Some sixty-three private schools in Uganda are about to be closed after officials found they are not properly educating students. The schools in question belong to the Bridges Academy, a private, for-profit school system funded in part by Bill Gates and Mark Zuckerberg.

Students attend a Bridge Academy in Africa. Uganda has ordered the closure of these schools.

Students attend a Bridge Academy in Africa. Uganda has ordered the closure of these schools.


LOS ANGELES, CA (California Network) -- The government of Uganda has ordered the closure of a chain of schools funded in part by Bill Gates and Mark Zuckerberg. The order follows a finding by the Ugandan High Court that the schools are "unsanitary and unqualified." The Bridge Academy has been ordered to close for risking the "life and safety" of its 12,000 students.

The Bridge Academy is a chain of private schools that operates in Uganda, Kenya and Nigeria. Both Bill Gates and Mark Zuckerberg are investors in the schools. The schools provide a western education with tablets and computers, for about $6 per month. That's about half of what the Ugandan government pays for students to be educated in public schools. The chain also runs about 400 nurseries across Africa.

Without the Academy, its supporters say parents would not have an adequate choice for their children.

However, the Ugandan government has criticized the schools for their reliance on tablets and scripted instruction. Students and teachers must both follow a strict routine, and are not engaged in thinking, discussing or debating. The government also criticized sanitation facilities for the students. The Academy is treating the poor as a profit center, according to the court.

The heart of the problem is less complex. With the Davos men like Gates and Zuckerberg owning the school, it's easy to imagine what's being taught. The values of the people of Uganda and Davos elites like Gates are certainly at odds. The people of Uganda want their culture to be respected and their values taught in their schools. There is a demand for moral education, not commercial education.

Moral education, such as that provided by the Catholic Church in its schools, is essential. Anybody can learn to read and write. However, moral behavior is rarely part of the curriculum. What good is knowing how to program computers and research online, among other skills, if one does not know how or why one should be? Knowledge in the hands of an evil person is never put to good use.

Fortunately, education is about to undergo a monumental shift as technology promises to improve access, decrease cost, and provide custom lessons to students. The arrival of interactive video, virtual reality, and other new technologies will reduce the burden on overcrowded schools and overworked teachers. In the decades to come, education will rely heavily on technology, but it will be much improved.

The current model of education was pioneered over a century ago, during the industrial revolution of the steam and steel. The purpose was to prepare children to become factory workers. Such a model of education is impractical in a world that no longer needs factory workers.
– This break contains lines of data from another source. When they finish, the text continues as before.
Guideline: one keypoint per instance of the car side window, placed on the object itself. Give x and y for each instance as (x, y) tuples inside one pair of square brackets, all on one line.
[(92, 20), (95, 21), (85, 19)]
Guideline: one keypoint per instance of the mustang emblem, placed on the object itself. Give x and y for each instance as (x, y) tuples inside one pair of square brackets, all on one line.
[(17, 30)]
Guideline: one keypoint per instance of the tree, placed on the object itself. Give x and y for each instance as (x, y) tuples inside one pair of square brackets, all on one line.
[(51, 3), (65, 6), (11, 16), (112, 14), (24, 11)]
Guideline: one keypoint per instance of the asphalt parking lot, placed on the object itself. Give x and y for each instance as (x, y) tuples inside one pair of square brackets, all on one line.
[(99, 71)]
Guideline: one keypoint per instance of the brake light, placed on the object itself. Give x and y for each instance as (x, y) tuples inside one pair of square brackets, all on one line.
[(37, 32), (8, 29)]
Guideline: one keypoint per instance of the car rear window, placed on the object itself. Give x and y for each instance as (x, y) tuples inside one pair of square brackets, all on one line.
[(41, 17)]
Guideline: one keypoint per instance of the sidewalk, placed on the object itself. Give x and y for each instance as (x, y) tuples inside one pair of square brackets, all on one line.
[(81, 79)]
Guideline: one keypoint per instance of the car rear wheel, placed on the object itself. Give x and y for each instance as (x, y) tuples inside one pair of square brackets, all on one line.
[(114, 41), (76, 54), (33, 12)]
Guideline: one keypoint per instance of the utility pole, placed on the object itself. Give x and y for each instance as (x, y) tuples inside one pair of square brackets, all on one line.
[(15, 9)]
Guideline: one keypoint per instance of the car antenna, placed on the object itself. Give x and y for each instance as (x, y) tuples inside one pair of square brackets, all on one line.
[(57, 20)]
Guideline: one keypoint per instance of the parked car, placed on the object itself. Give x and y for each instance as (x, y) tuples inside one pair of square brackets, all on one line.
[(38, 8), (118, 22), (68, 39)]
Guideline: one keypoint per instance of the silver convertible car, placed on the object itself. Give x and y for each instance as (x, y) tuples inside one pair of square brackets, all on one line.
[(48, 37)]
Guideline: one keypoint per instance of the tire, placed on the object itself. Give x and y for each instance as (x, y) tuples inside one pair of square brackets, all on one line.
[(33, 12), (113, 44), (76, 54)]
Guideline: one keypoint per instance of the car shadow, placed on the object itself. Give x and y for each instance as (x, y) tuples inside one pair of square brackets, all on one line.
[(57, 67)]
The days of lining students in columns and rows is coming to an end. In the future, students will learn lessons from the greatest teachers around the globe. The lessons will be personalized for their level, language and ability. They will be able to learn both individually and collaboratively. And best of all, they will be able to enjoy this education in the privacy of their home, or in a group learning environment.

Such a future remains several years away, but it is well within the realm of our lifetimes. Interactive video has already arrived and will change education almost immediately. The pioneers of the new schools for the 21st century are hard at work, and very soon, you will be hearing from them.